A medida que se acerca el domingo de festejos, el movimiento comercial parece crecer y con ello una sensación de cierto alivio para los propietarios de los locales céntricos que hasta aquí se habían quedado de la frialdad absoluta del mercado.
El Día de la Madre históricamente aseguró excelentes niveles de ventas. Pero este 2025 la mano llegó cambiada, al menos hasta los últimos días.

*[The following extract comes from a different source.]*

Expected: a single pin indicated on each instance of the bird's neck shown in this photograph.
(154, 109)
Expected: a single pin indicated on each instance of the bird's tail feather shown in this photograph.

“No se vende nada”, “está todo el día planchado”, “ponemos ofertas y ofertas pero nada parece motivar a la gente”… Los comentarios en cada cuadra y cada rubro eran entre idénticos y similares.
La desazón generalizada por la frialdad del mostrador y los costos crecientes pone en jaque a muchos que todavía resisten. Y obligaron a unos cuantos a bajar las persianas definitivamente, pasar a vender desde su casa por Internet o mudarse a otros sitios más alejados del centro, con alquileres más accesibles.
Pero el dato positivo es que al menos en las últimas horas, el movimiento parece haber arrancado. Al menos se traduce en consultas y ventas que todavía aparecen en niveles tibios pero todos se ilusionan con que crezcan en esta recta final para la celebración del Día de la Madre.
Ofertas, promociones y rebajas no faltan. Vidrieras y carteles instalados en las entradas de los negocios invitan a llevarse el regalo para mamá con muchos descuentos.